Laureato in Filosofia e in Scienze Religiose. Insegno Pluralismo e dialogo fra le religioni,

Mt 15,21-28   [In quel tempo] Gesù si ritirò verso la zona di Tiro e di Sidone. Ed ecco, una donna cananea, che veniva da quella regione, si mise a gridare: «Pietà di me, Signore, figlio di Davide! Mia figlia è molto tormentata da un demonio». Ma egli non le rivolse neppure una parola. Allora i suoi discepoli gli si avvicinarono e lo implorarono: «Esaudiscila, perché ci viene dietro gridando!». Egli rispose: «Non sono stato mandato se non alle pecore perdute della casa d'Israele». Ma quella si avvicinò e si prostrò dinanzi a lui, dicendo: «Signore, aiutami!». Ed egli rispose: «Non è bene prendere il pane dei figli e gettarlo ai cagnolini». «È vero, Signore - disse la donna -, eppure i cagnolini mangiano le briciole che cadono dalla tavola dei loro padroni». Allora Gesù le replicò: «Donna, grande è la tua fede! Avvenga per te come desideri». E da quell'istante sua figlia fu guarita.

 

La narrazione che viene proposta in questa domenica è ancora tratta dal vangelo secondo Matteo.
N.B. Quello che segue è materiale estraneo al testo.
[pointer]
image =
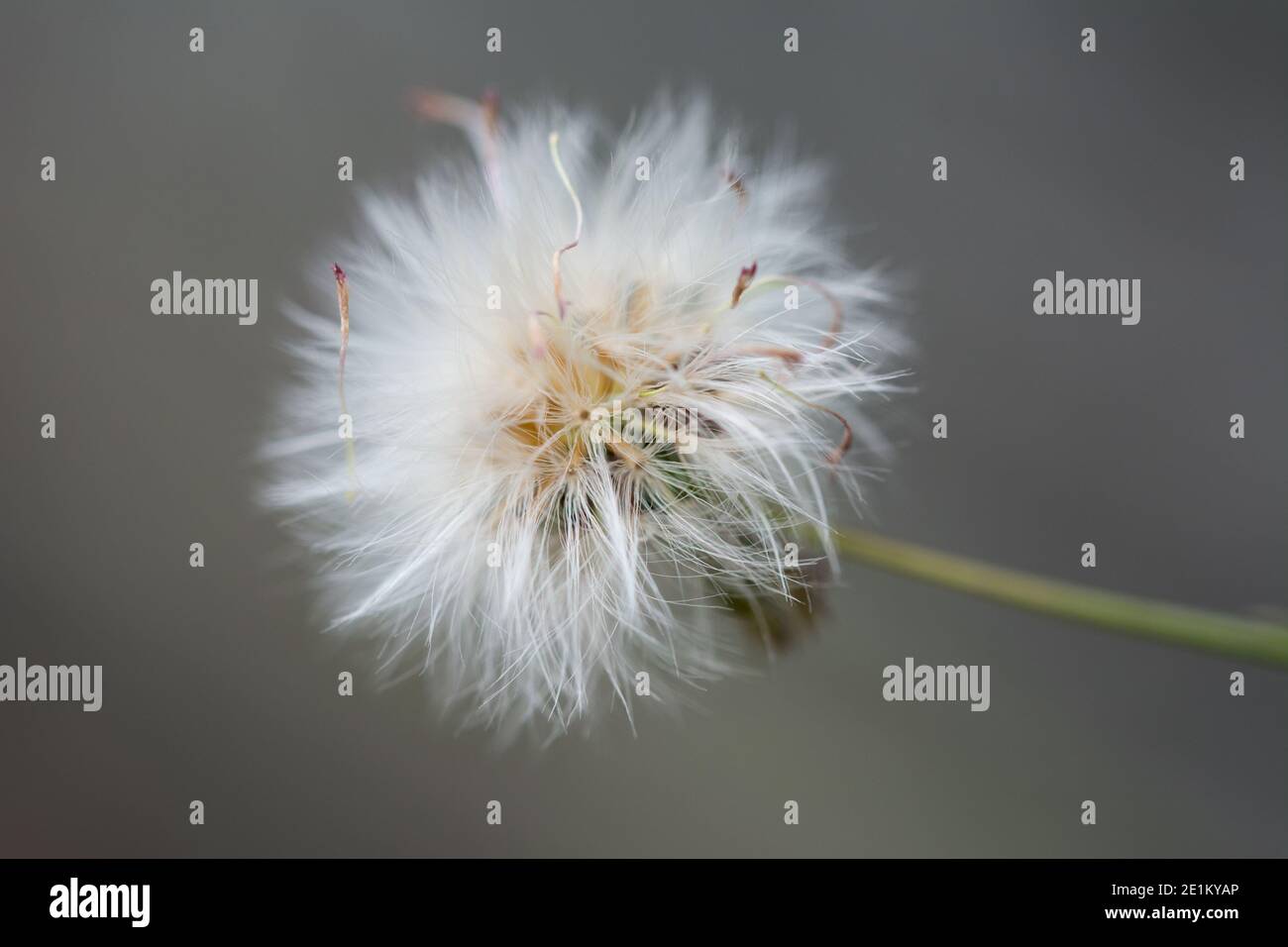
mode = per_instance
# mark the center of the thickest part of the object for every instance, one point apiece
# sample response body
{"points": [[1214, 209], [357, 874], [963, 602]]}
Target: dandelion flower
{"points": [[601, 390]]}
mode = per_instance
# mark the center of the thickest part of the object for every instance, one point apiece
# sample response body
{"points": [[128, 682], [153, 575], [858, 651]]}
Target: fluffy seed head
{"points": [[600, 393]]}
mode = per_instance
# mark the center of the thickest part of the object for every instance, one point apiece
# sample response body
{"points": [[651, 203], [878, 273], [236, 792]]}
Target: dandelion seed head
{"points": [[600, 386]]}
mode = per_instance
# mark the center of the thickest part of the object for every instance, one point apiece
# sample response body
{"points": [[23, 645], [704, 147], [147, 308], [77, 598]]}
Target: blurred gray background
{"points": [[218, 684]]}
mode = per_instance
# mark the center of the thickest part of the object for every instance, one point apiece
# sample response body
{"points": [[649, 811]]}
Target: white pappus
{"points": [[601, 389]]}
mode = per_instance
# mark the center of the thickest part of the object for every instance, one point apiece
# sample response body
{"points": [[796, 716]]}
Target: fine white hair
{"points": [[489, 522]]}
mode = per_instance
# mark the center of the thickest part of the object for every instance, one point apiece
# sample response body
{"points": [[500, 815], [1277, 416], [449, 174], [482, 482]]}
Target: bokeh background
{"points": [[218, 684]]}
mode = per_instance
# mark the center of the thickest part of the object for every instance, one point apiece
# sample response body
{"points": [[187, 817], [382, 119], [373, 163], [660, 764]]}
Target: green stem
{"points": [[1194, 628]]}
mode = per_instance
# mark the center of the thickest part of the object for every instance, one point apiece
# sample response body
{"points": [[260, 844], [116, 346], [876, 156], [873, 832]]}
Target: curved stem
{"points": [[1179, 625]]}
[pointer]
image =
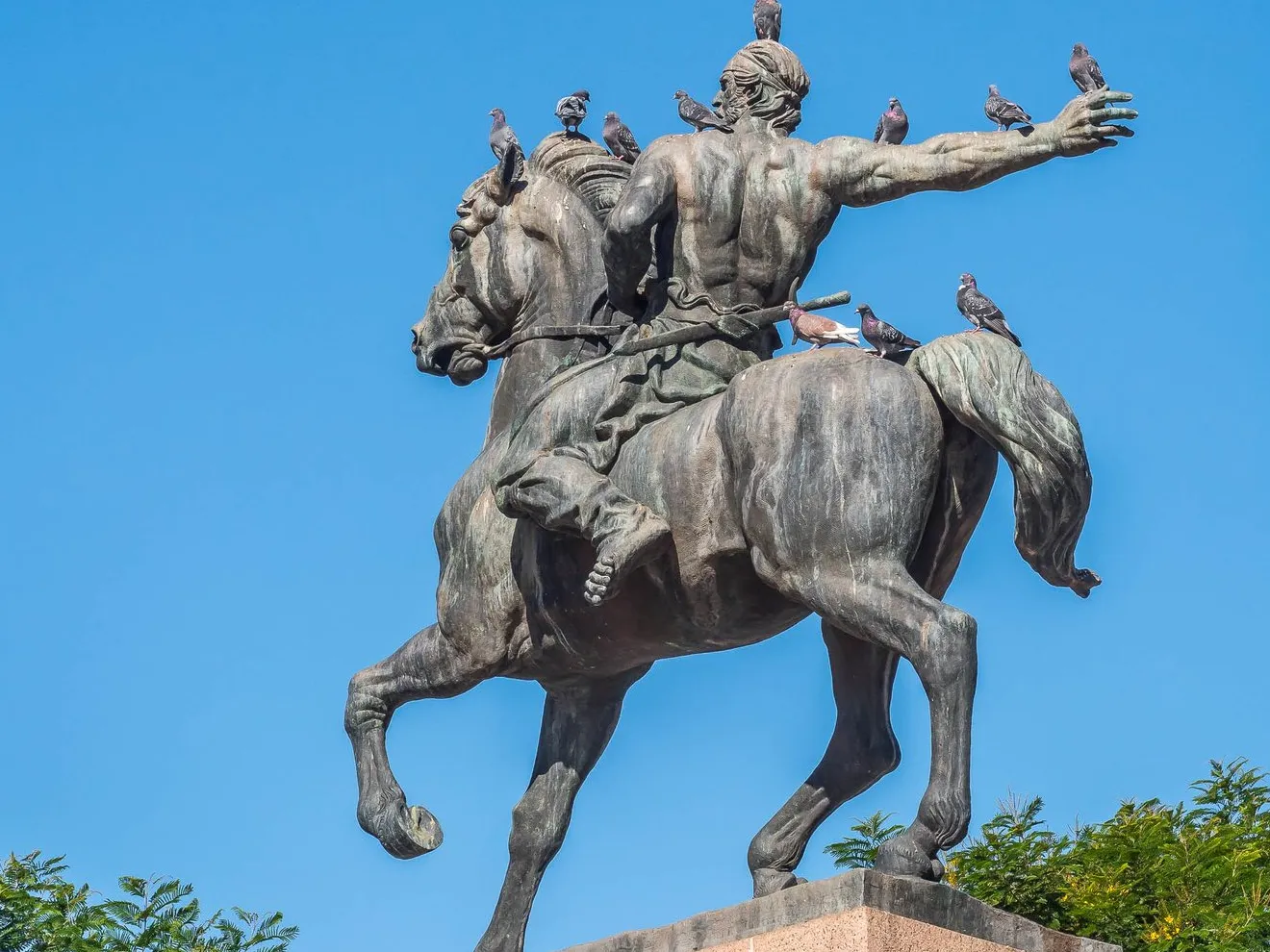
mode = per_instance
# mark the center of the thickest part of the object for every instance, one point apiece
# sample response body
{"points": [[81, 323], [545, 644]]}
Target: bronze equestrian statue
{"points": [[633, 508]]}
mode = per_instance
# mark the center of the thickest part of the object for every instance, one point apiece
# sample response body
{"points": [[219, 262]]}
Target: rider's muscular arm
{"points": [[648, 198], [858, 173]]}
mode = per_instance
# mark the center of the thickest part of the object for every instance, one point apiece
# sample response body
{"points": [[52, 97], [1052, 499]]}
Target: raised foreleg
{"points": [[427, 666], [861, 750], [576, 724]]}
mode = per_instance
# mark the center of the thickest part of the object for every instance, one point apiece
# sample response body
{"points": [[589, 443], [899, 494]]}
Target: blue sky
{"points": [[220, 467]]}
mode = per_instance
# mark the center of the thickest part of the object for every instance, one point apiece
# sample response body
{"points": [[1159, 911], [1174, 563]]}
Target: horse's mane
{"points": [[583, 167]]}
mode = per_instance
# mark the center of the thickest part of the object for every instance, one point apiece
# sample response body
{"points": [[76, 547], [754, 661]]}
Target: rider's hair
{"points": [[765, 80]]}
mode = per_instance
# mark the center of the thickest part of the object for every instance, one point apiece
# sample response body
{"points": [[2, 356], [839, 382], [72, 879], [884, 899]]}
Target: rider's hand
{"points": [[1083, 126]]}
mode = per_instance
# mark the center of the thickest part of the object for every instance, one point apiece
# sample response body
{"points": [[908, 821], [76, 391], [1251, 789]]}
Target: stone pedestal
{"points": [[858, 912]]}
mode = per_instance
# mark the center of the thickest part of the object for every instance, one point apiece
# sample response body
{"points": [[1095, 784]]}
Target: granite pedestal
{"points": [[861, 911]]}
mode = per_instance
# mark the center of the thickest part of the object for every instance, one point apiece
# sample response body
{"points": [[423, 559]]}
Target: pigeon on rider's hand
{"points": [[502, 139], [892, 125], [1086, 72], [980, 312], [698, 115], [572, 110], [818, 330], [1003, 112], [620, 139], [767, 19], [885, 339]]}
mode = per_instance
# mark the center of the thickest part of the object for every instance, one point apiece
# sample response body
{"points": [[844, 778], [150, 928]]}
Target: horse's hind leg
{"points": [[877, 601], [861, 750], [576, 724], [427, 665]]}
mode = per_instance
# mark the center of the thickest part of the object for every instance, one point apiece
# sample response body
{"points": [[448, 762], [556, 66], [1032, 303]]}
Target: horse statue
{"points": [[904, 459]]}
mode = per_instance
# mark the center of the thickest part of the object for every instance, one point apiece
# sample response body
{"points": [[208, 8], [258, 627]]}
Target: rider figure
{"points": [[729, 221]]}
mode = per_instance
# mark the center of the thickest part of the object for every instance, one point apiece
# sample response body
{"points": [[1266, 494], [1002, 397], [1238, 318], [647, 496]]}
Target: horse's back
{"points": [[836, 457]]}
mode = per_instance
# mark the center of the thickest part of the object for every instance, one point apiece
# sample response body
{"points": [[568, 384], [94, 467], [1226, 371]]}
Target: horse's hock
{"points": [[858, 912]]}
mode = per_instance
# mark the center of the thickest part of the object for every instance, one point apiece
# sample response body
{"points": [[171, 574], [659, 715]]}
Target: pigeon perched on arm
{"points": [[1086, 72], [620, 139], [978, 309], [506, 147], [1003, 112], [885, 339], [572, 110], [767, 19], [818, 330], [698, 115], [892, 126]]}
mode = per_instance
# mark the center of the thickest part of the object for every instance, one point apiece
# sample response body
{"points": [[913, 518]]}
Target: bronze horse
{"points": [[904, 459]]}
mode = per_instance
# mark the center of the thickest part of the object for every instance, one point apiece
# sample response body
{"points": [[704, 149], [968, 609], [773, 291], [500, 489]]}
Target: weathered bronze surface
{"points": [[635, 504]]}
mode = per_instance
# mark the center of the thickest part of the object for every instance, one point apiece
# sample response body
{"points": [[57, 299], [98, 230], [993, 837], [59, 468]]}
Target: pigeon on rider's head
{"points": [[980, 312], [892, 126], [767, 19], [1003, 112], [620, 139], [502, 139], [885, 339], [818, 330], [698, 115], [1086, 72], [572, 110]]}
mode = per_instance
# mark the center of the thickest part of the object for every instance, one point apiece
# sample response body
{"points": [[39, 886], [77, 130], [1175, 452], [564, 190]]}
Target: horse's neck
{"points": [[567, 298]]}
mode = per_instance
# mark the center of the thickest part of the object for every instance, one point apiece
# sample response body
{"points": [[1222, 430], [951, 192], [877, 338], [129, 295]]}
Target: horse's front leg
{"points": [[427, 665], [576, 724]]}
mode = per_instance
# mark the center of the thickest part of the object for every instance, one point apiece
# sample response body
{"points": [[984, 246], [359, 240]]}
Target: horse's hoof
{"points": [[769, 881], [404, 832], [901, 856]]}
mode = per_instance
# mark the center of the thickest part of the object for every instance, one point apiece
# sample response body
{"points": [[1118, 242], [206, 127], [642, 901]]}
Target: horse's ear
{"points": [[507, 174]]}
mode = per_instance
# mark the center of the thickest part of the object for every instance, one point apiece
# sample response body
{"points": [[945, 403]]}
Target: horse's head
{"points": [[523, 250]]}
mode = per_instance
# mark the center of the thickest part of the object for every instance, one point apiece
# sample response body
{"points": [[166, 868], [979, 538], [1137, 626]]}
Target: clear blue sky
{"points": [[220, 468]]}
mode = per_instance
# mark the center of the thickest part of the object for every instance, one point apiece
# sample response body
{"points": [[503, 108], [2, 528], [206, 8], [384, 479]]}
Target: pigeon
{"points": [[1086, 72], [818, 330], [892, 125], [767, 19], [978, 309], [887, 339], [504, 143], [620, 139], [698, 115], [1003, 112], [572, 110]]}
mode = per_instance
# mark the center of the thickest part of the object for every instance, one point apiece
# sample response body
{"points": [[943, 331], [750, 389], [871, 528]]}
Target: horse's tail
{"points": [[989, 386]]}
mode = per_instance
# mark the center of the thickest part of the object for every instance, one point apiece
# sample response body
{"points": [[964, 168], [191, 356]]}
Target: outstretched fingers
{"points": [[1102, 115]]}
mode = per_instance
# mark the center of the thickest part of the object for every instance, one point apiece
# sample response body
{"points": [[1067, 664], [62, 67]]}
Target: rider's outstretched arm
{"points": [[627, 248], [858, 173]]}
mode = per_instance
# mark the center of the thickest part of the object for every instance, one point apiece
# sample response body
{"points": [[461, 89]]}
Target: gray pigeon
{"points": [[1003, 112], [818, 330], [620, 139], [1086, 72], [572, 110], [698, 115], [892, 125], [885, 339], [978, 309], [506, 147], [767, 19]]}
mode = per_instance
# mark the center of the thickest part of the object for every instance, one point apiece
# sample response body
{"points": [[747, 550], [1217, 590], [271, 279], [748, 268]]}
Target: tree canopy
{"points": [[42, 912], [1154, 877]]}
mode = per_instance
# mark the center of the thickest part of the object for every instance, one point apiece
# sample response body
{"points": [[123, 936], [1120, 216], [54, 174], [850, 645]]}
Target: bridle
{"points": [[563, 332]]}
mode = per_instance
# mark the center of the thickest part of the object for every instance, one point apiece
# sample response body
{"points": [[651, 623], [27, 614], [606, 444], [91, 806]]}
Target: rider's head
{"points": [[767, 82]]}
Il brano si apre con un'annotazione geografica: dopo una discussione con i farisei riguardo il concetto di purità («Non ciò che entra nella bocca rende impuro l'uomo, ma ciò che esce dalla bocca, questo rende impuro l'uomo»), Gesù se ne va verso Tiro e Sidone, fuori dai confini d'Israele, in terra pagana. Il narratore non specifica, però, se vi sia mai arrivato, poiché l'incontro con la cananea non ha collocazione precisa, anzi. La specifica «che veniva da quella regione» farebbe pensare ad un incontro avvenuto ancora nei confini d'Israele.

 

La figura della cananea è chiaramente centrale per la comprensione di questo racconto. Il termine “cananea” equivale a “sirofenicia”, oppure “greca”, quindi certamente pagana. Una donna che nulla aveva a che fare con il regno d'Israele, con i giudei; la quale probabilmente poco sapeva della loro storia, di Mosè e della liberazione dalla schiavitù in Egitto, del padre Abramo, dei riti, del tempio, della Torah. La cananea era una signora, una donna, di un'altra cultura, di un'altra religione. Non deve però stupire il fatto che si sia recata da Gesù per la richiesta di guarigione della figlia: come anche oggi succede, di fronte alle situazioni di grande dolore, di quel dolore che ci tocca così da vicino da diventare parte di noi - forse la porzione più grande di noi -, di fronte a questo dolore il bisogno di fiducia, di speranza diventa quasi assoluto. Un assoluto che fa cadere tutti i muri, tutte le barriere (per inciso, è chiaramente una fase molto delicata, in cui assume importanza vitale la scelta riguardante il soggetto in cui riporre tale fiducia incondizionata. È la fase in cui si è maggiormente condizionabili, in cui risulta difficile distinguere immediatamente un profeta da un ciarlatano – poiché alcuni “uomini” riescono a speculare anche su questo).

 

Vi è da dire che al tempo di Gesù vi era una pluralità di credenze, una ricchezza religiosa, molto diversa da quella che conosciamo noi oggi. E con essa una certa “mobilità” nella fede – si pensi all'episodio del vitello d'oro, di tutti i “Baal” a cui il popolo d'Israele spesso si affidava. In tale contesto, Gesù incontra la richiesta di una pagana.

 

Gesù, in prima battuta, non ascolta la donna e prosegue: la mediazione dei discepoli diverrà decisiva (la mediazione, forse non la motivazione «Licenziala, poiché ci grida dietro»: il sentore è quello di un certo disagio, e la mediazione non è direttamente volta alla guarigione, ma all'allontanamento). Gesù allora risponde, in modo duro, certamente, ma con una piccola nota di tenerezza: i pagani, spesso, venivano paragonati ai cani dai giudei, ed i cani erano ritenuti fra gli animali maggiormente impuri – alla stregua del maiale. Gesù, però, utilizza un tenero vezzeggiativo «non è bene prendere il pane dei figli (il popolo d'Israele che aveva ricevuto l'elezione della rivelazione e dell'alleanza) e gettarlo ai cagnolini».

 

La donna, però, insiste non chiedendo, se non le briciole: ciò che rimane del pasto principale, un resto. Così Gesù, sentendo quella fiducia assoluta e totale – che alla donna non aveva neppure richiesto – apre la finestra della grazia sul mondo. Così la Parolamore inizia a corrodere i confini, a sgretolare i muri di tutti i templi.

 

E come in molte altre circostanze, l'innesco fu una donna (di un'altra fede per giunta, ma capace di fede altra).